Intervention de Philippe Pointereau

Mission d'information Méthanisation — Réunion du 6 avril 2021 à 16h30
Table ronde avec les professionnels de la recherche agronomique

Philippe Pointereau, directeur du pôle environnement de Solagro :

Tout d'abord, il convient de rappeler que l'enfouissement des digestats est obligatoire : il s'agit d'une obligation réglementaire, limitant la volatilisation. Dans le programme de recherche MéthaLAE, une économie d'environ 20 % d'azote chimique a été constatée dans les 40 exploitations agricoles suivies.
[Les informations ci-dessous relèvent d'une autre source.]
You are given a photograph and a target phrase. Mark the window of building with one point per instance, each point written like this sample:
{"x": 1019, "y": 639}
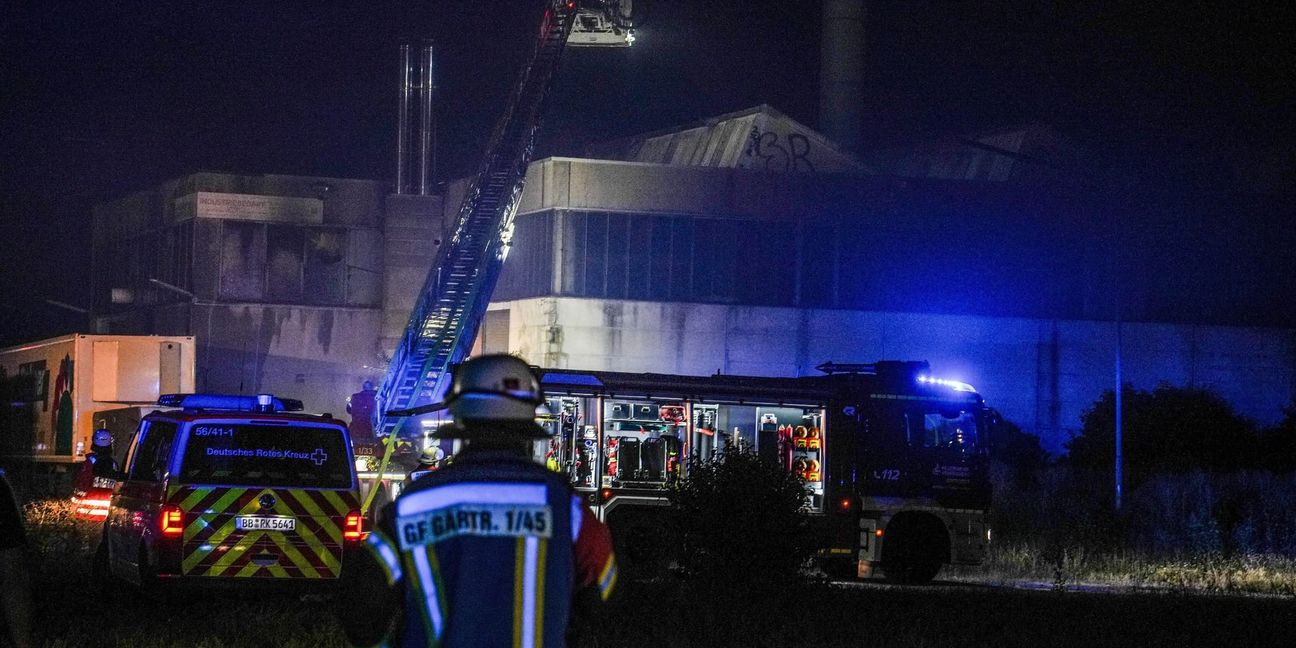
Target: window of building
{"x": 243, "y": 261}
{"x": 285, "y": 246}
{"x": 324, "y": 277}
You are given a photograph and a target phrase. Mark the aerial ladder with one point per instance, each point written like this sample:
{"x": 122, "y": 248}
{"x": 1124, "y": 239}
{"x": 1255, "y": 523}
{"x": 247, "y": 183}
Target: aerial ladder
{"x": 458, "y": 288}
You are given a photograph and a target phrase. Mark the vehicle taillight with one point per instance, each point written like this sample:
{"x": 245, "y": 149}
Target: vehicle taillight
{"x": 173, "y": 521}
{"x": 354, "y": 526}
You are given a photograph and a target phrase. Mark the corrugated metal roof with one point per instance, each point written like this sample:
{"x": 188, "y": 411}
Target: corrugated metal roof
{"x": 758, "y": 138}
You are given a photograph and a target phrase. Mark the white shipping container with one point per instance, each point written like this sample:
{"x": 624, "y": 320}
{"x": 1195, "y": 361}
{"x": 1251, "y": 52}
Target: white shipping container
{"x": 53, "y": 388}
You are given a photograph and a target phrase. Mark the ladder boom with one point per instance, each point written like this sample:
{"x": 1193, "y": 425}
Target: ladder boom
{"x": 456, "y": 292}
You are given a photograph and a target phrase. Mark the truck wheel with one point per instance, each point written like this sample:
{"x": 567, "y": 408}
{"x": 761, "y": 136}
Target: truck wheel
{"x": 840, "y": 569}
{"x": 149, "y": 583}
{"x": 380, "y": 502}
{"x": 99, "y": 568}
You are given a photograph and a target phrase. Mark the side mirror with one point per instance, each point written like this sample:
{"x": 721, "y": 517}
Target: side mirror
{"x": 994, "y": 420}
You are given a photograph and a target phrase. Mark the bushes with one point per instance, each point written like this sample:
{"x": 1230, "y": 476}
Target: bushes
{"x": 740, "y": 525}
{"x": 1165, "y": 430}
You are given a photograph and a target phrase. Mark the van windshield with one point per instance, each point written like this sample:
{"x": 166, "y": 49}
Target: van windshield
{"x": 266, "y": 455}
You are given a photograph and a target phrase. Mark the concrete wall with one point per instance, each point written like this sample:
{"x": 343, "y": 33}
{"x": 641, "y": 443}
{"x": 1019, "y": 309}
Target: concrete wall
{"x": 1040, "y": 373}
{"x": 316, "y": 354}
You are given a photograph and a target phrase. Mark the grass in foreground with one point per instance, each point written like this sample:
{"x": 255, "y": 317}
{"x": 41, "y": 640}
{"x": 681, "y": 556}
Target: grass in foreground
{"x": 74, "y": 613}
{"x": 1200, "y": 573}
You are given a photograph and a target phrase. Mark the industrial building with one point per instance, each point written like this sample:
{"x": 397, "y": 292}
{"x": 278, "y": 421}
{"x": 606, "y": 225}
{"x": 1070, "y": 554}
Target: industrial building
{"x": 743, "y": 244}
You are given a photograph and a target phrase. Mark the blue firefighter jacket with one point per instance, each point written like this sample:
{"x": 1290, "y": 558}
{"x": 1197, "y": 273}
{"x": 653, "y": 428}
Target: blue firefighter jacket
{"x": 484, "y": 552}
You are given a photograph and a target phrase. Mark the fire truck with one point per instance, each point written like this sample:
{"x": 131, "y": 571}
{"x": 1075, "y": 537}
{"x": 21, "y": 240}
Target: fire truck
{"x": 894, "y": 460}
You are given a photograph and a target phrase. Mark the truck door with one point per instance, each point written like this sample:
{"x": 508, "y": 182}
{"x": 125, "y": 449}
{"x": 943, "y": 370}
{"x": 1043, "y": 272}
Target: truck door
{"x": 136, "y": 506}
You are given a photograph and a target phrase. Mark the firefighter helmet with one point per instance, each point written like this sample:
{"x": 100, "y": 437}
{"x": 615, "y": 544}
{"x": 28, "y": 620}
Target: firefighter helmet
{"x": 798, "y": 437}
{"x": 494, "y": 397}
{"x": 432, "y": 456}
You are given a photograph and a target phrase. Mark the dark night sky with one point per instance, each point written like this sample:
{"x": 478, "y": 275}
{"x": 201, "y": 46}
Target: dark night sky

La gestion des matières organiques via la méthanisation contribue à mieux gérer l'azote organique et a pour effet de diminuer l'azote chimique et les surplus. La question des surplus d'azote, très présents en Bretagne et ailleurs, se pose depuis 1991. Elle n'a rien à voir avec la présence, ou l'absence de biogaz. On constate toujours une sur-fertilisation et une mauvaise gestion de l'azote, et notamment des couverts qui, certainement, ne sont pas pris en compte car ils sont en quasi-totalité obligatoires. Pourtant, le sixième programme de mise en oeuvre de la directive « nitrates » vient de prendre fin et un septième va débuter. On peut d'ailleurs même se demander si on ne va pas arriver, de la sorte, au quarantième programme dans les années 2050 !

D'une façon générale, régler le problème de l'azote apparaît impossible, faute de faire un bilan consolidé. La directive « nitrates » n'a jamais réussi à l'imposer aux agriculteurs, pour permettre d'apprécier si l'azote retenu par les couverts a vraiment été pris en compte dans les bilans azotés - ce qui a priori n'est pas le cas. Je pense que les sénateurs ont dû avoir des échanges avec quelques agriculteurs méthaniseurs. La question du sol doit leur être directement posée. On en connaît quelques-uns, et ils ne voient pas de dégradation de la matière organique dans leur sol, voire même une amélioration.

La plupart des projets de méthanisation sont gérés directement par les agriculteurs. C'est une bonne chose, car il s'agit pour eux de « prendre la main » sur une ressource qui fait partie de leur exploitation. Il ne s'agit pas forcément de la laisser gérer par d'autres. Le monde agricole et les agriculteurs sont là pour devenir non seulement des producteurs d'alimentation mais également d'énergie, car nous en aurons besoin pour sortir des énergies fossiles.

Je voudrais apporter un complément sur la question des CIVE. La généralisation des couverts apparaît pour nous une solution agroécologique très pertinente qu'il faut généraliser. La question consiste à savoir ce qu'on fait des CIVE. On peut les enfouir. Si on a des animaux, des ruminants, on peut les faire pâturer, voire les récolter s'il y a assez de biomasse. Dans certaines régions, où il n'y a pas d'élevage, l'intérêt de la méthanisation est de valoriser ce qu'on produit : cela n'engendre pas de coût énergétique. Justement, cela permet de valoriser économiquement quelque chose qui avait un intérêt agroécologique.

Bien entendu, le bilan est positif. Les travaux menés, notamment par l'Agence de l'environnement et de la maîtrise de l'énergie (Ademe) montrent qu'avec le biométhane, les émissions de CO2 sont au minimum cinq fois inférieures à celles du gaz fossile, et huit fois moindres que le pétrole. Ce sont des données chiffrées connues. Le biogaz permet de réduire les émissions de CO2 par rapport aux énergies fossiles. C'est bien l'intérêt majeur que l'on reconnaît aujourd'hui.